Supplementary Table 3 shows a contrasting pattern of DCL between clones and the effect of harvesting system. In order to characterize the effect of each factor in this trial PT1, mean values of DCL, latex yield, and latex diagnosis parameters for the 15 trees per clone during all the three-year period were computed and submitted to three-way ANOVA including factors clone, tapping frequency, ethephon stimulation, and their interactions (Supplementary Table 4).

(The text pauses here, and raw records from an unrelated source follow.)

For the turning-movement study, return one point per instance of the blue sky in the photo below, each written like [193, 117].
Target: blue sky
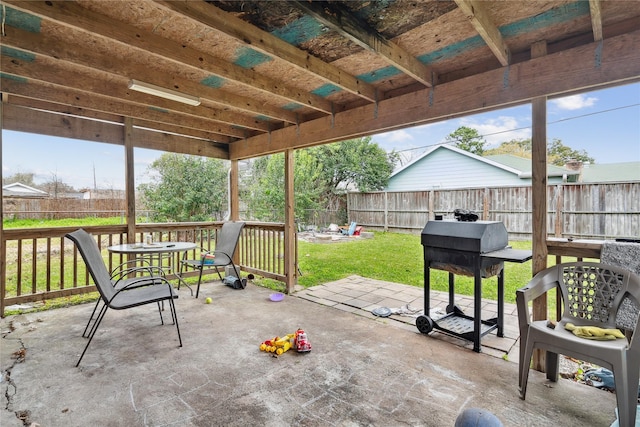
[604, 123]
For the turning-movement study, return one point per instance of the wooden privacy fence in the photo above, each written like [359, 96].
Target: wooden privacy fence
[61, 208]
[592, 211]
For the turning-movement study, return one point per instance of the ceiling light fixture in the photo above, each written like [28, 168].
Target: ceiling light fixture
[163, 93]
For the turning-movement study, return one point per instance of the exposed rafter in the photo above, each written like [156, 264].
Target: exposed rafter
[346, 24]
[53, 72]
[72, 52]
[596, 19]
[91, 101]
[74, 15]
[477, 13]
[269, 44]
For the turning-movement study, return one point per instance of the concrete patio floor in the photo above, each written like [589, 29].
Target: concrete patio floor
[362, 370]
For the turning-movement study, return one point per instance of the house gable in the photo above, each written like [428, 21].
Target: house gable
[449, 167]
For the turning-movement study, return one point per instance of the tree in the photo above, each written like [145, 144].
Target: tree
[265, 190]
[356, 162]
[55, 187]
[25, 178]
[321, 177]
[188, 188]
[557, 153]
[467, 139]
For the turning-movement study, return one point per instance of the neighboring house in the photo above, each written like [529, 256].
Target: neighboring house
[610, 172]
[93, 194]
[449, 167]
[21, 190]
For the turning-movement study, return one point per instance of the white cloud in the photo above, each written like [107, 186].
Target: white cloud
[574, 102]
[396, 137]
[499, 129]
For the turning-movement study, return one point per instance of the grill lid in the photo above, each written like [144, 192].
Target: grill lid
[479, 236]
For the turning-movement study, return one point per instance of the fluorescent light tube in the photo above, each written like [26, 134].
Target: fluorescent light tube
[163, 93]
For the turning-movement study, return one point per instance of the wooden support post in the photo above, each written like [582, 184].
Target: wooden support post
[559, 210]
[485, 204]
[234, 193]
[3, 248]
[432, 201]
[539, 197]
[289, 223]
[130, 185]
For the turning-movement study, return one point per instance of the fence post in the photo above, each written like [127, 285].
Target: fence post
[386, 211]
[559, 209]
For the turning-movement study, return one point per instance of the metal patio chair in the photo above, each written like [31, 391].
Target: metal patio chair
[133, 294]
[122, 276]
[592, 295]
[222, 255]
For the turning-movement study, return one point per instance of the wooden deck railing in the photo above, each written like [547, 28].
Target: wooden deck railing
[40, 264]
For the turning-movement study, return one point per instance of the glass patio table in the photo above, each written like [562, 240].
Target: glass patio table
[156, 252]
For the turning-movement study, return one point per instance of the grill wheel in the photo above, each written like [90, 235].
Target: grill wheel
[424, 324]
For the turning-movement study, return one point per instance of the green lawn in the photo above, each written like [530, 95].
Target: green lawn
[392, 257]
[397, 258]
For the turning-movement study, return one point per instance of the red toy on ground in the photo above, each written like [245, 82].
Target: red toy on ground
[301, 343]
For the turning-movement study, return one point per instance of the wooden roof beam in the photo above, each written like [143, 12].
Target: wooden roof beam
[596, 19]
[67, 110]
[24, 119]
[341, 20]
[75, 53]
[555, 74]
[91, 101]
[57, 72]
[267, 43]
[71, 14]
[477, 14]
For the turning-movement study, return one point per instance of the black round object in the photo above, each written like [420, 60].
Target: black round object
[424, 324]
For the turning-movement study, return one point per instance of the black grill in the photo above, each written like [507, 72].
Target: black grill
[457, 247]
[476, 249]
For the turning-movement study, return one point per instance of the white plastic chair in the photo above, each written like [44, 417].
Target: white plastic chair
[592, 294]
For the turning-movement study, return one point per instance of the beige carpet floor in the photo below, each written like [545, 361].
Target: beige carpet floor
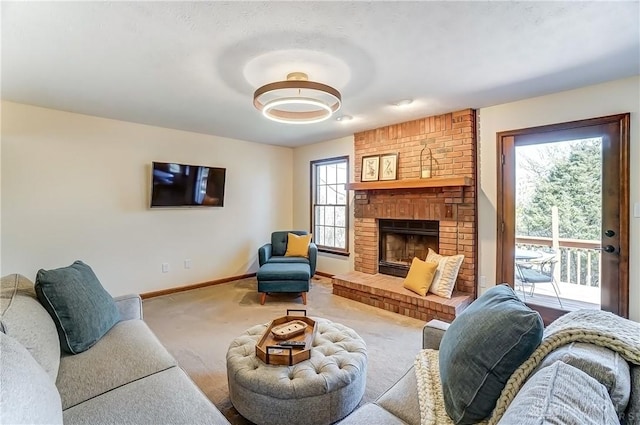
[197, 326]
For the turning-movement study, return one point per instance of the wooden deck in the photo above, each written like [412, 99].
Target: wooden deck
[573, 297]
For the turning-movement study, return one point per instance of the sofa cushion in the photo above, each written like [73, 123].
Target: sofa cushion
[26, 320]
[78, 304]
[446, 274]
[420, 276]
[483, 346]
[401, 399]
[632, 414]
[167, 397]
[603, 365]
[297, 246]
[129, 351]
[561, 394]
[27, 393]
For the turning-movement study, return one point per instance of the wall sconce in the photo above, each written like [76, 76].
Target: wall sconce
[426, 164]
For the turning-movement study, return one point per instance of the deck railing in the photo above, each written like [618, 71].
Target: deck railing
[579, 259]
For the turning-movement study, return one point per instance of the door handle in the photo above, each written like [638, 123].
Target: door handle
[606, 248]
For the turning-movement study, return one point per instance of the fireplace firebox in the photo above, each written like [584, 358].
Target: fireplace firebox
[401, 240]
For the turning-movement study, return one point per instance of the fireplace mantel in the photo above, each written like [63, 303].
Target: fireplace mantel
[412, 183]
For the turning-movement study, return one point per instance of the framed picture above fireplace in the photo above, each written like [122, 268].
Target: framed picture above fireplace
[389, 166]
[370, 168]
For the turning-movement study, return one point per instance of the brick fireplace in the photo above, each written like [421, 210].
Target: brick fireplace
[450, 207]
[401, 240]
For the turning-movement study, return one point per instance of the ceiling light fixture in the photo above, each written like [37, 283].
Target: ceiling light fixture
[404, 102]
[344, 118]
[297, 100]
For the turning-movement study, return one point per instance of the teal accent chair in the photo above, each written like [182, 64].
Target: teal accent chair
[278, 273]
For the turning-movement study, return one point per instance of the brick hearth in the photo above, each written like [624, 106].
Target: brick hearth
[452, 140]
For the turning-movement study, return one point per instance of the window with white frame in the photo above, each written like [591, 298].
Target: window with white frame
[330, 204]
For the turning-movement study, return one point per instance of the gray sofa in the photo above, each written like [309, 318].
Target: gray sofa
[127, 377]
[400, 406]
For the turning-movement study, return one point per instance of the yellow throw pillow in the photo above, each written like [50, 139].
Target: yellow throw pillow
[420, 276]
[297, 246]
[445, 278]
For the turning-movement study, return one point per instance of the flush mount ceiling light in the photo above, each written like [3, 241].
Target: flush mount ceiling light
[403, 102]
[297, 100]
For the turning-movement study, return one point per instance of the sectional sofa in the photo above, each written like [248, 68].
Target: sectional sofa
[127, 377]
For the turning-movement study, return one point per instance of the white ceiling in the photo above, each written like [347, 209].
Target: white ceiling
[195, 65]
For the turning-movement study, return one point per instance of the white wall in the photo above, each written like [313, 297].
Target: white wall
[77, 187]
[302, 156]
[611, 98]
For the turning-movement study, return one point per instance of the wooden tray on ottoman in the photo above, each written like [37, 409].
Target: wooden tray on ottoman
[268, 350]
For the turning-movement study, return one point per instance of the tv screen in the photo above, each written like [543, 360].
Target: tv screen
[182, 185]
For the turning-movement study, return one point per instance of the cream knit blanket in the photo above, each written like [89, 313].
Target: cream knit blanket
[590, 326]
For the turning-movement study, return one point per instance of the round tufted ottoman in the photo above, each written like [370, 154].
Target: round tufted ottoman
[321, 390]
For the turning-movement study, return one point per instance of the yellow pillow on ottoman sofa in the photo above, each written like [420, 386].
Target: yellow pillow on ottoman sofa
[445, 279]
[298, 246]
[420, 276]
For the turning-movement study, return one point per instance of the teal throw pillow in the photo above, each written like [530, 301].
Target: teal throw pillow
[482, 348]
[81, 308]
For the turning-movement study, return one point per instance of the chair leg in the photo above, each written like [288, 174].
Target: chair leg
[557, 291]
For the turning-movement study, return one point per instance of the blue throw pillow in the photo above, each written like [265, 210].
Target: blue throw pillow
[481, 350]
[81, 308]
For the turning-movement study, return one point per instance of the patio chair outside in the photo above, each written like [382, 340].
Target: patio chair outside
[537, 272]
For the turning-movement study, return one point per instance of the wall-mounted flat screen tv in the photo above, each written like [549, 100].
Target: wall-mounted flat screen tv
[182, 185]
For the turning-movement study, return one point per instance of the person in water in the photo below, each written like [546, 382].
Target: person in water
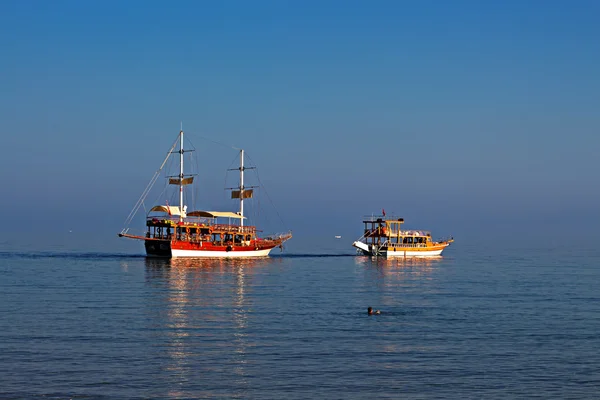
[371, 312]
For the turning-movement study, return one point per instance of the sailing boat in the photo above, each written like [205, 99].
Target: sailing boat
[172, 231]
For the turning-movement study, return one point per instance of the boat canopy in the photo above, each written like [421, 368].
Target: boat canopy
[172, 210]
[214, 214]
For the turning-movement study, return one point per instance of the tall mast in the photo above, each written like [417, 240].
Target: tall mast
[181, 175]
[242, 187]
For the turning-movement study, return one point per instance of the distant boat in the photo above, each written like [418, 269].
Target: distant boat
[172, 231]
[383, 237]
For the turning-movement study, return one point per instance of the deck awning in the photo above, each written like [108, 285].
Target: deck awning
[214, 214]
[171, 210]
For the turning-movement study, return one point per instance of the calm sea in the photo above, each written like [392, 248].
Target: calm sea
[481, 322]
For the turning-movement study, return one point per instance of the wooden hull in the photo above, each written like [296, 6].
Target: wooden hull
[398, 251]
[176, 249]
[432, 251]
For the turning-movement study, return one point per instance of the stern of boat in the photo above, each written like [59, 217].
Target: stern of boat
[158, 248]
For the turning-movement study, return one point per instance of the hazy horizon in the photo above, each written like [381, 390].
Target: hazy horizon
[465, 118]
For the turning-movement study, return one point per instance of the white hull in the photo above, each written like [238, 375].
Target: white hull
[220, 254]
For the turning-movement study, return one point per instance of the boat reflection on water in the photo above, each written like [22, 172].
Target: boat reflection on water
[191, 309]
[408, 265]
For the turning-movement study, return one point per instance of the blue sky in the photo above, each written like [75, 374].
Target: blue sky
[462, 116]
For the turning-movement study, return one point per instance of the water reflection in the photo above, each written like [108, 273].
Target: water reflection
[400, 266]
[204, 313]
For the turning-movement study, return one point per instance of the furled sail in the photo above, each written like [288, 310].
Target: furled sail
[179, 181]
[247, 194]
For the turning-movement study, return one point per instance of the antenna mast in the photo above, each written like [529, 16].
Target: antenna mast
[242, 187]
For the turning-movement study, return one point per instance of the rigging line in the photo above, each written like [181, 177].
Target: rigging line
[215, 142]
[148, 188]
[265, 190]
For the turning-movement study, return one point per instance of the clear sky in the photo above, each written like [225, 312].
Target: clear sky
[461, 116]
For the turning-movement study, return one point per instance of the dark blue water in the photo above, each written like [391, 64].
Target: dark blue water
[482, 322]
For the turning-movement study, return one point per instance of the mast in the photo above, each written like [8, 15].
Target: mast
[242, 187]
[181, 175]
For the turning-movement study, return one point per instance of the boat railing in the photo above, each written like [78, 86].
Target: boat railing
[278, 236]
[404, 245]
[199, 223]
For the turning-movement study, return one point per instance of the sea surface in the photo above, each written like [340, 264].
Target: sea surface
[482, 322]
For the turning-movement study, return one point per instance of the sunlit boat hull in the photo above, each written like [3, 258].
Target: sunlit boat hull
[178, 249]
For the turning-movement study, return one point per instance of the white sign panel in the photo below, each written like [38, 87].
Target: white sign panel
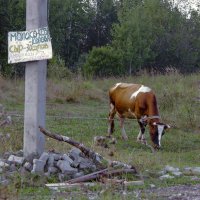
[29, 45]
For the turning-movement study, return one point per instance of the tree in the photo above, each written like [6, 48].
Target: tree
[102, 62]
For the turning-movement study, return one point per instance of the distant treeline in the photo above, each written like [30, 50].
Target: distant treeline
[101, 38]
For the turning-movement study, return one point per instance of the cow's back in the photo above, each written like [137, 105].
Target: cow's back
[133, 100]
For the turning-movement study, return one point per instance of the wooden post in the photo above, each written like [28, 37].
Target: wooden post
[35, 84]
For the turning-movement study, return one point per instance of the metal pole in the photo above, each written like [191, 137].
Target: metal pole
[35, 85]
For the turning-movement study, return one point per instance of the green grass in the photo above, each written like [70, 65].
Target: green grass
[79, 108]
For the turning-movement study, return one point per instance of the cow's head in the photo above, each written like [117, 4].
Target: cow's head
[157, 130]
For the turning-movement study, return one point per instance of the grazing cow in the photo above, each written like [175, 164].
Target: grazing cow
[139, 102]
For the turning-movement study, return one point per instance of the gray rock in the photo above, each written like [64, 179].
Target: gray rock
[171, 169]
[38, 166]
[57, 156]
[192, 170]
[195, 178]
[44, 157]
[19, 153]
[31, 157]
[161, 172]
[16, 159]
[4, 182]
[52, 170]
[79, 174]
[67, 158]
[50, 161]
[65, 167]
[152, 186]
[28, 166]
[75, 153]
[86, 164]
[13, 168]
[166, 176]
[196, 170]
[177, 174]
[3, 164]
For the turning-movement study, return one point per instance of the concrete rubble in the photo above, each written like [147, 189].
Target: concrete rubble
[65, 166]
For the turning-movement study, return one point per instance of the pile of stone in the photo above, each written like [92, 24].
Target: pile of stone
[65, 166]
[170, 172]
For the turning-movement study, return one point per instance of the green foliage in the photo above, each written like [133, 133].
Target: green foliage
[57, 69]
[153, 34]
[103, 61]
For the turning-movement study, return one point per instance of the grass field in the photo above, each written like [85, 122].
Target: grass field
[78, 109]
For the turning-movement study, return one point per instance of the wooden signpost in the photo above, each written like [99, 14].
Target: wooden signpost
[35, 84]
[33, 46]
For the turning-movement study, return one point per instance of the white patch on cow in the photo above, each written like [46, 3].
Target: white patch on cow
[139, 136]
[131, 113]
[143, 89]
[160, 131]
[116, 85]
[111, 107]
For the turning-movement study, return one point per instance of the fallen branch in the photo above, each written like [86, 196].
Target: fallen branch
[96, 158]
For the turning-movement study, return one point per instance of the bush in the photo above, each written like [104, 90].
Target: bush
[103, 62]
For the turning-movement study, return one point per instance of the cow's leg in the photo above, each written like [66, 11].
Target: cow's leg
[111, 124]
[141, 136]
[124, 136]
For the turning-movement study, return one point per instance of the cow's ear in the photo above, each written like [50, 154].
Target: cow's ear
[167, 126]
[155, 124]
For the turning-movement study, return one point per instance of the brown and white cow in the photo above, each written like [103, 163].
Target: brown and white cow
[139, 102]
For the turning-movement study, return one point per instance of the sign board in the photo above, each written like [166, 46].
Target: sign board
[29, 45]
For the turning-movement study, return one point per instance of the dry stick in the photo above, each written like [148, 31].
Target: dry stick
[88, 152]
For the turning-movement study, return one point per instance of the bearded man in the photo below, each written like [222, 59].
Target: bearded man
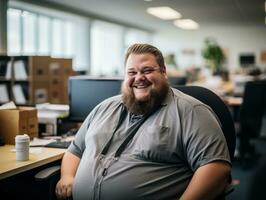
[152, 142]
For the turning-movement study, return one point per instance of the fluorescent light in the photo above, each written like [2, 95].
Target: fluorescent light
[187, 24]
[164, 13]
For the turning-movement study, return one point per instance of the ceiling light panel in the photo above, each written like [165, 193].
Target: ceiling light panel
[187, 24]
[165, 13]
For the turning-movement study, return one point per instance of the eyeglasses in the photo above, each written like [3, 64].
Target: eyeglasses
[143, 71]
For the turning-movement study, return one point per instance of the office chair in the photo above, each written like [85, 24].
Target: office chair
[221, 110]
[200, 93]
[257, 182]
[250, 117]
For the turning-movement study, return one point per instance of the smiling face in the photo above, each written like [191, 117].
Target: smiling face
[145, 83]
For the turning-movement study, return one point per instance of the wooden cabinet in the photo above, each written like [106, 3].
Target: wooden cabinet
[28, 80]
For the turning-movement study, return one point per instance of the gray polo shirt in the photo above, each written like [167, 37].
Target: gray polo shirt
[159, 161]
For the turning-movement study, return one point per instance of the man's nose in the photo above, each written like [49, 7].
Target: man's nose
[140, 76]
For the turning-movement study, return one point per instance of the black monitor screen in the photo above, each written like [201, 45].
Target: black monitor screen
[87, 92]
[247, 59]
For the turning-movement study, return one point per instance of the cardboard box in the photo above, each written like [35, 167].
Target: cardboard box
[39, 67]
[22, 120]
[39, 92]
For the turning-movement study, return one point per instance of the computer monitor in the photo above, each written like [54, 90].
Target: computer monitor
[247, 60]
[87, 92]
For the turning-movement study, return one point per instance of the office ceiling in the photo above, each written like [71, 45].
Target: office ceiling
[207, 13]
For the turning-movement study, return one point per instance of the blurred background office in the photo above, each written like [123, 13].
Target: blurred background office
[220, 45]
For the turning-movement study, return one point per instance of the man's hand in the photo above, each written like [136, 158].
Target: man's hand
[69, 167]
[64, 187]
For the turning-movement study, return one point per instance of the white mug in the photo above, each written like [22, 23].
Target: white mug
[22, 147]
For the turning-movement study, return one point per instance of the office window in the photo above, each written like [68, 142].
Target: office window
[28, 33]
[81, 44]
[57, 38]
[106, 49]
[68, 45]
[14, 32]
[44, 36]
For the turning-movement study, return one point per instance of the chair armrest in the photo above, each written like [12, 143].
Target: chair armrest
[229, 189]
[47, 173]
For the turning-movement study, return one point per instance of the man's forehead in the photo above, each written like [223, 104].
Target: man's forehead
[141, 60]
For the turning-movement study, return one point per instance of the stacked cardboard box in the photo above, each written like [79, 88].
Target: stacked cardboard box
[49, 79]
[22, 120]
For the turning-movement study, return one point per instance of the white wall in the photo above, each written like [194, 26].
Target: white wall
[234, 40]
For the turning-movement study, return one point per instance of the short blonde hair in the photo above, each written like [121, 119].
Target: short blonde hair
[146, 48]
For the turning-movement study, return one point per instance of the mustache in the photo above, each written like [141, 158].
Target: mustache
[140, 83]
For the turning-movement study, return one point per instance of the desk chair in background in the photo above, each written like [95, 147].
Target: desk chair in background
[204, 95]
[250, 118]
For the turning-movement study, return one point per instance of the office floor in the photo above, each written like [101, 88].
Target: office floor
[241, 175]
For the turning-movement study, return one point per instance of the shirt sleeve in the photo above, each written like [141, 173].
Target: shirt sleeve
[204, 141]
[78, 146]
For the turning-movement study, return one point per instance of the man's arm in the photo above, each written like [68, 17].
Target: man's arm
[69, 167]
[208, 182]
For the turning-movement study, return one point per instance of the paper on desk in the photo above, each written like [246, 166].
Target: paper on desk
[9, 105]
[37, 142]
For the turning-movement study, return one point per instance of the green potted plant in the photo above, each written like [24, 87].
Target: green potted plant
[214, 56]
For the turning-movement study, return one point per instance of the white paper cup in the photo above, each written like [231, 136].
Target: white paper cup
[22, 147]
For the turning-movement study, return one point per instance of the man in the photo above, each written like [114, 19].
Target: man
[151, 142]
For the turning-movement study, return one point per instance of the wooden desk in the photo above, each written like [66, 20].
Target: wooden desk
[9, 166]
[233, 101]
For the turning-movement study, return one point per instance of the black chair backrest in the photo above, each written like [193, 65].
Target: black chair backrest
[221, 110]
[253, 108]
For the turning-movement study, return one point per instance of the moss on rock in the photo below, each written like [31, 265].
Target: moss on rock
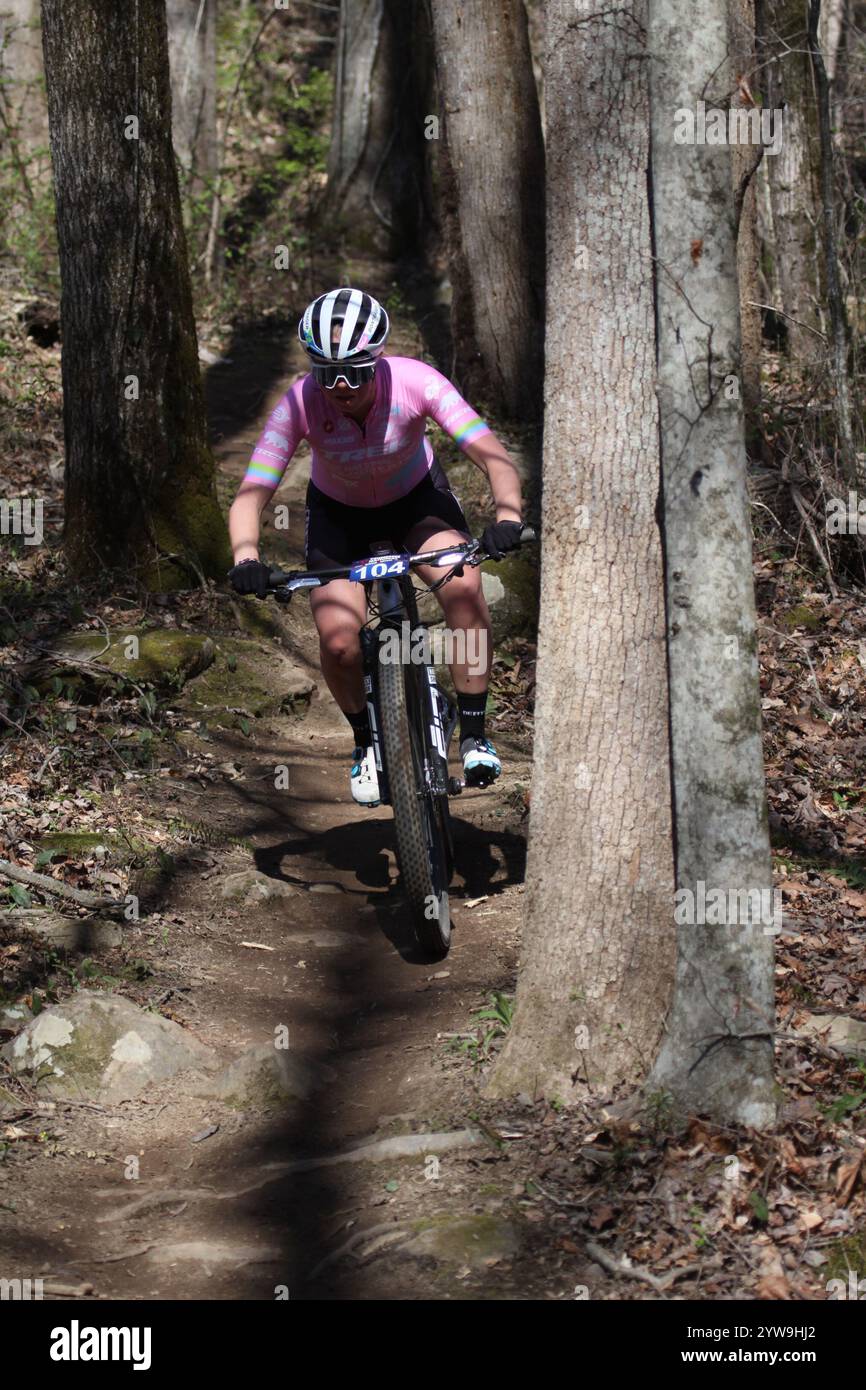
[157, 655]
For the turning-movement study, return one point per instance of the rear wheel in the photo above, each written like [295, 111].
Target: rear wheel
[419, 816]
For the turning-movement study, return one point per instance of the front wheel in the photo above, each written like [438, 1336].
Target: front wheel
[423, 852]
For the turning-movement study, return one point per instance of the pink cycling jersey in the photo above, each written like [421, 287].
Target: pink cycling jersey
[378, 462]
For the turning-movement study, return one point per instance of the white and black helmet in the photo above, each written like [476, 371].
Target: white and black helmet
[363, 324]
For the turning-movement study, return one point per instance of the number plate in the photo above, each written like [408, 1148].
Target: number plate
[380, 567]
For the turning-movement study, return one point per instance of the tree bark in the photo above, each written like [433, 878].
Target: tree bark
[854, 467]
[495, 159]
[139, 477]
[598, 955]
[192, 52]
[794, 174]
[744, 171]
[717, 1051]
[378, 177]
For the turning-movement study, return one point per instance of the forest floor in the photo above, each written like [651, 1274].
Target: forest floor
[387, 1173]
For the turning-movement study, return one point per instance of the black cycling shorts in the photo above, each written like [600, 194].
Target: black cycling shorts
[337, 534]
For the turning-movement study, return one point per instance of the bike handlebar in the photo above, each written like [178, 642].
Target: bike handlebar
[471, 552]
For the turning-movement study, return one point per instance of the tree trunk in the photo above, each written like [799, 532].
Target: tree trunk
[717, 1051]
[794, 174]
[744, 170]
[139, 477]
[192, 52]
[378, 181]
[495, 157]
[598, 955]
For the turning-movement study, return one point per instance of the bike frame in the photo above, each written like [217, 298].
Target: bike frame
[395, 603]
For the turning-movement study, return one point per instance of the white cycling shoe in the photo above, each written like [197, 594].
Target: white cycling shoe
[364, 779]
[481, 763]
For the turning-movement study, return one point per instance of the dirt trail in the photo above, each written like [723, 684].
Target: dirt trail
[221, 1216]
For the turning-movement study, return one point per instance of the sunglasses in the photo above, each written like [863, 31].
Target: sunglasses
[330, 373]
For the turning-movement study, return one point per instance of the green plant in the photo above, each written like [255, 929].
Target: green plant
[659, 1112]
[850, 1101]
[491, 1023]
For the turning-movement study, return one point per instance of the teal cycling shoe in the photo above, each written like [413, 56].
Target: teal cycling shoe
[481, 763]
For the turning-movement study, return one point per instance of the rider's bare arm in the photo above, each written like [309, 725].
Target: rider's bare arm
[491, 456]
[243, 520]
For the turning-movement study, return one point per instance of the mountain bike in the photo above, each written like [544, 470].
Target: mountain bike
[410, 717]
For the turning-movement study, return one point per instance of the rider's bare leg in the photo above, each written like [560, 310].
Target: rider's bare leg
[339, 610]
[466, 612]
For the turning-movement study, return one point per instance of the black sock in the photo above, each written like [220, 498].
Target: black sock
[360, 727]
[471, 709]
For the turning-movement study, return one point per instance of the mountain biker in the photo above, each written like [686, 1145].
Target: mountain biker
[374, 477]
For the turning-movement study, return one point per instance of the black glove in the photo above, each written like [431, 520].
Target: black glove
[250, 577]
[501, 537]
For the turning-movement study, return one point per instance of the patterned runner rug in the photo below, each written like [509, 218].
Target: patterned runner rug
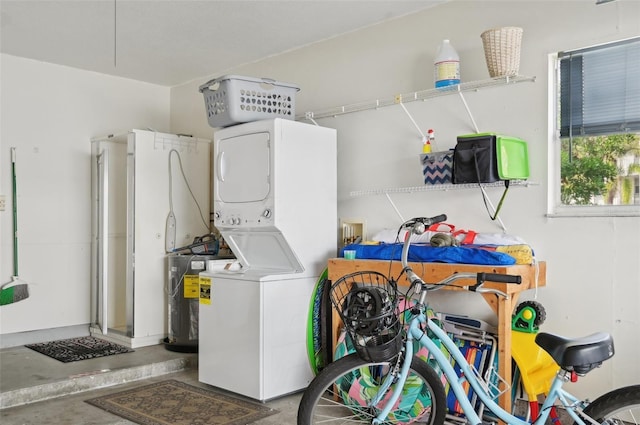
[174, 402]
[74, 349]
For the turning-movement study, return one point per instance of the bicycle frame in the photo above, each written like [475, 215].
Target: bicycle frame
[417, 335]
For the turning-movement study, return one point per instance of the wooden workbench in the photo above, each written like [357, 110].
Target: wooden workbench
[532, 276]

The ANOVA table reveals that DCL, latex yield and some LD parameters are influenced by several factors (Table 1). DCL, latex yield, Pi and TSC depend on 5 to 3 significant factors while sucrose and RSH depend only on factor clone. As the design is balanced and the factors have the same degrees of freedom (3 clones, 3 tapping frequency, 3 stimulation frequency), ANOVA F values can be used to compare effect intensity between the different factors. The factor clone is the most important for DCL, Pi, sucrose and TSC with F equals to 99.6, 66.1, 38.7, and 37.4 respectively, and to a lesser extend for RSH (F = 5.1). For yield, the highest F is observed for the tapping factor (F = 138.6).

Table 1

ANOVA interaction effect of factors (clone, tapping and ethephon frequencies) on the variables (DCL, latex yield, and latex diagnosis parameters) for the trial PT1.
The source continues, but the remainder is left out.